Trees have leaves again, new growth is happening in the forest and the fiddle-ferns are sprouting. Joking with my wife about Mother’s Day being “her day” to do whatever she wants, she wanted to get outside and enjoy a perfect spring day in Minnesota.
We ventured out of town, brought a picnic lunch and even grabbed take-out for dinner, all of our of us together all day. But you know what I think the most enjoyable time for my wife may have been?
The extra 45 minutes she spent sleeping in, without having to make breakfast or answer demands. You see, my two-year-old daughter wakes up by 6 a.m. sharp every day calling out in a pitch that is a notch underneath screaming, “Mommy. Mommy, where are you.
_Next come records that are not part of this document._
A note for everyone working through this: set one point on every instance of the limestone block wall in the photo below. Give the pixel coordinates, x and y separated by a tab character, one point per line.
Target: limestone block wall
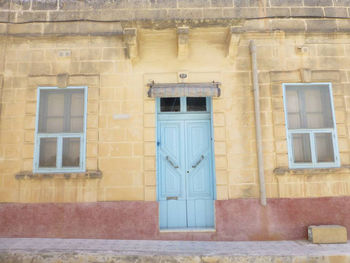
83	43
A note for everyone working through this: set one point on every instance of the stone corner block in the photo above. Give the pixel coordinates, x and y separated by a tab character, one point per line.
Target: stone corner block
327	234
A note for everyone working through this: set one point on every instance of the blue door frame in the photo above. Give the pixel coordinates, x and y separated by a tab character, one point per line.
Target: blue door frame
185	168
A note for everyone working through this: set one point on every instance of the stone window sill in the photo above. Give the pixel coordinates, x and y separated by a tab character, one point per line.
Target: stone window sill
95	174
314	171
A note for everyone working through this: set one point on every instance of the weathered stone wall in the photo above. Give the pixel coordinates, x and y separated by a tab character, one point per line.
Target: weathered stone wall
124	150
20	11
86	43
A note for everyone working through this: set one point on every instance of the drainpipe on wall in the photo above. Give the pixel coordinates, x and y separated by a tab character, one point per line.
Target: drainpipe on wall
252	49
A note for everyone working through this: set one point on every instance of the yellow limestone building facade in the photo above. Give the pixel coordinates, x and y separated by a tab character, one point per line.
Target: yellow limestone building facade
106	55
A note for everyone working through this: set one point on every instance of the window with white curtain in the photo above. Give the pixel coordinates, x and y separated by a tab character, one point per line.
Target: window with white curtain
60	129
310	123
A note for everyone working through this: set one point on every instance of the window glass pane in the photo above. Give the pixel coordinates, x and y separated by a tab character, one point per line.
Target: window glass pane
61	111
293	109
196	104
170	104
309	107
51	112
48	150
324	147
301	148
71	152
318	113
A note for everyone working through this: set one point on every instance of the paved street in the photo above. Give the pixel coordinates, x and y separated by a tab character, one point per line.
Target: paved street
73	250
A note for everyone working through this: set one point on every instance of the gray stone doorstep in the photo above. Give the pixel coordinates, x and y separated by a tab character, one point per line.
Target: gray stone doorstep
144	248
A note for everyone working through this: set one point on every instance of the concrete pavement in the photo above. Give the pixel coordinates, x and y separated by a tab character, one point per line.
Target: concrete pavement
37	250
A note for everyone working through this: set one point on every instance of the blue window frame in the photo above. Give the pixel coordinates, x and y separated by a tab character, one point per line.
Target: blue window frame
60	135
310	125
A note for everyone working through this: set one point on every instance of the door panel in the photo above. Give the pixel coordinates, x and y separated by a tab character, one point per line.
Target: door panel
200	206
171	165
185	183
199	160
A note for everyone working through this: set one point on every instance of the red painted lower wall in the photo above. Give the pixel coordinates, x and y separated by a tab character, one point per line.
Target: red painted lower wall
238	219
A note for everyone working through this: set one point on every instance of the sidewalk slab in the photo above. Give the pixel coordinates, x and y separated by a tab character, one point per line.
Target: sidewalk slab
38	250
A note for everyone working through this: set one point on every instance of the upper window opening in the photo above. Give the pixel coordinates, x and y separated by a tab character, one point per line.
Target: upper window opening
196	104
170	104
311	131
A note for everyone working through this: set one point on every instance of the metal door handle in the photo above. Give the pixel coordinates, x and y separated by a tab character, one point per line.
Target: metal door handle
199	161
172	164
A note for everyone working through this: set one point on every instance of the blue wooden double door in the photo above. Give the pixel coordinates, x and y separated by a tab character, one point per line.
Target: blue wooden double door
185	172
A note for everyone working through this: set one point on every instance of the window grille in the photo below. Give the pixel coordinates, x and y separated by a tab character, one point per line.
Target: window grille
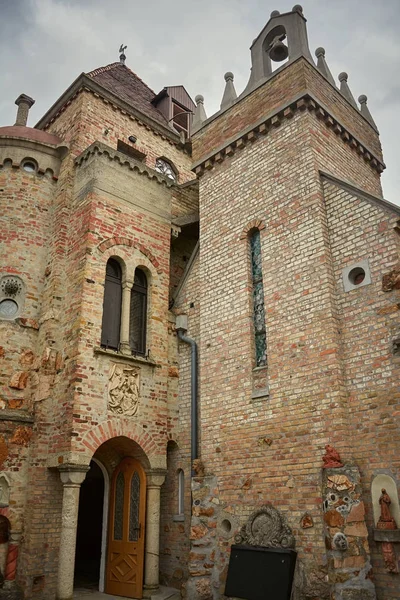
110	329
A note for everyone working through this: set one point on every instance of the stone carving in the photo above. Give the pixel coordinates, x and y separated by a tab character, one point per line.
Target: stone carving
21	436
340	541
386	521
331	459
123	390
385	503
4	492
198	467
306	521
3	451
266	527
Time to get out.” Repeat ad nauseam until she is taken out of her crib.
Part of my Mother’s Day gifts (from the kids of course) was the promise to get up with the two of them. I closed our bedroom door behind me, distracted the kids and made them breakfast so she could get a little extra time in. And she even thanked me for it again that evening. Sure, everything else was nice about the day, and we even gave her a few other gifts, but the fact that she thanked me again for it says enough.
It’s the little things. Making breakfast for the kids, clearing the table, taking out the garbage or being the first to respond to one of the kids’ needs that can be some of the best gifts. The monotonous, necessary daily tasks.
You know as a dad we can tend to get second pick, especially when our kids are young. There’s an Amy Schumer Saturday Night Live spoof where the mom recaps the day her son was born, and one of the lines has her son of maybe six or seven years old say he had an accident in bed overnight.
The mother character played by Amy says that’s okay, I’m sure you’re dad cleaned it up. The son responds, “no, I wanted you to do it.”
There is so much truth to this. Maybe it’s the kids’ asking for help with their shoes. Maybe they fell down and hurt themselves. Maybe they want seconds. Whatever it may be, if my wife is around, they seem to prefer her.
And between you and me, it’s easy to just sit back and say okay. Okay, your mom can help you with breakfast, the cut, seconds or whatever. But the truth is is they don’t get to make that call. I do. You do.
You could keep giving Mother’s Day presents throughout the year by stepping up. At least occasionally. Start with breakfast once a week.